Cycle collecting reference counted pointers for Rust with a safe, simple api.
The Gc
type implemented by this crate provides a cycle-aware smart pointer in the style of
std::rc::Rc
, the major difference being that you cannot have weak references to a Gc
. This is
useful if you have some number of interlinked data structures - e.g. GraphNode
, LuaTable
, etc. -
which don't have clear lifetimes or ownership.
Gc
is probably the wrong choice for many usecases:
- If you have a data structure with clear parent-child relationships (like a doubly-linked list or
tree), you should probably just use std::rc::Rc
and Weak
.
- If your data is only used for a certain scope and discarded wholesale, you will probably benefit
from a crate like typed-arena or
bumpalo
- If you have a single type and want to add/remove values, something like
generational-arena is probably best.
Because any implementation of the Traceable
trait and custom Drop
implementations for objects
owned by a garbage collected pointer can run arbitrary code, they may attempt to create new copies or
drop existing traced objects (even already traced ones) in the middle of collection. In addition,
due to bugs in client code, Traceable
may report more items as children than it actually owns
(reporting fewer is trivially safe, as it will simply leak).
In order for this crate to be sound and present a safe Traceable
trait, the collector must not
cause undefined behavior in any of the scenarios outlined.
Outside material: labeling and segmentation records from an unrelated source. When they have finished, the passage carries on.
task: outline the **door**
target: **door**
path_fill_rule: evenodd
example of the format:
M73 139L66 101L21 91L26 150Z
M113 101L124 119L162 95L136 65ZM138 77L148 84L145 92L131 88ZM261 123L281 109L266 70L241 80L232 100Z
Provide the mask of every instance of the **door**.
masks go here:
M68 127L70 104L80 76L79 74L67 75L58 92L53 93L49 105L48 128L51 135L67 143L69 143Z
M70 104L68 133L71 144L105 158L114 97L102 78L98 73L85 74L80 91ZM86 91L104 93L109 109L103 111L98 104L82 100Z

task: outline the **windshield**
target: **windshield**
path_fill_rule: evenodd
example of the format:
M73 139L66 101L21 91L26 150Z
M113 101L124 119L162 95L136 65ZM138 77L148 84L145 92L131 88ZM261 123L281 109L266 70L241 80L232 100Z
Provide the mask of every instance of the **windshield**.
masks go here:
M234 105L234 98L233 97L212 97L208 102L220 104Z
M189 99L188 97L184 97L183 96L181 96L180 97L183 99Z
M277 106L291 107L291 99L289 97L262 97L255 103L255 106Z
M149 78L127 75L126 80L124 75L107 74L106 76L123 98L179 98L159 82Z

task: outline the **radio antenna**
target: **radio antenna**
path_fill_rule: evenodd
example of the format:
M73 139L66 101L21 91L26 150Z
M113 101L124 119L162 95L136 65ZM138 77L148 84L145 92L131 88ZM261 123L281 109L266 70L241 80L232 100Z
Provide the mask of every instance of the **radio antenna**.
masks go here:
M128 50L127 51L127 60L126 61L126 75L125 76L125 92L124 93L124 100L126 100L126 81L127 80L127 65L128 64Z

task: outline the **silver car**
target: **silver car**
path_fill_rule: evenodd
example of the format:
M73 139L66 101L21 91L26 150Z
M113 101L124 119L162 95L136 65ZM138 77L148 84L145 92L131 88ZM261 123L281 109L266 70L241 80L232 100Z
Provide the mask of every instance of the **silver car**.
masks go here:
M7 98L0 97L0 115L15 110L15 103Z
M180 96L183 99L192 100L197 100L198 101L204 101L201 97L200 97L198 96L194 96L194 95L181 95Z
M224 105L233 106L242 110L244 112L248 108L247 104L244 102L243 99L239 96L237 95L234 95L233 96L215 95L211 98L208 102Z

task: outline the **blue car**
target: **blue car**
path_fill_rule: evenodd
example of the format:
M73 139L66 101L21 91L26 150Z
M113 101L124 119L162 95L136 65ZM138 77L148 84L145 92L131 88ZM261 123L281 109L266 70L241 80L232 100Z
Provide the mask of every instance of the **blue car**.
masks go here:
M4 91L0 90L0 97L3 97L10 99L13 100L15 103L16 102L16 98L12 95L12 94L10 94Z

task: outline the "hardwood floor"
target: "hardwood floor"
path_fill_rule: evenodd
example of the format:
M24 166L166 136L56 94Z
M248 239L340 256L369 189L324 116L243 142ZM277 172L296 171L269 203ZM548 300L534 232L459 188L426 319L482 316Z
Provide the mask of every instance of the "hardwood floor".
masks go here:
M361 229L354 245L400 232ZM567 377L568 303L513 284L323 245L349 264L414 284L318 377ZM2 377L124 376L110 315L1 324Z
In order to accomplish this, the
collector does the following:
1. Items that are waiting for collection or have been visited during tracing are given an extra
strong reference to make sure the memory remains allocated and the data it contains remains valid
even if strong references are dropped during traversal.
2. Reference counts for traced items are not decremented by the collector during traversal (this is
a difference from e.g. Bacon-Rajan which originally inspired this crate). The collector instead
keeps a count of the number of times it reached each pointer through tracing, and then compares
that count against the strong count for each pointer it traced to decide if the item is dead.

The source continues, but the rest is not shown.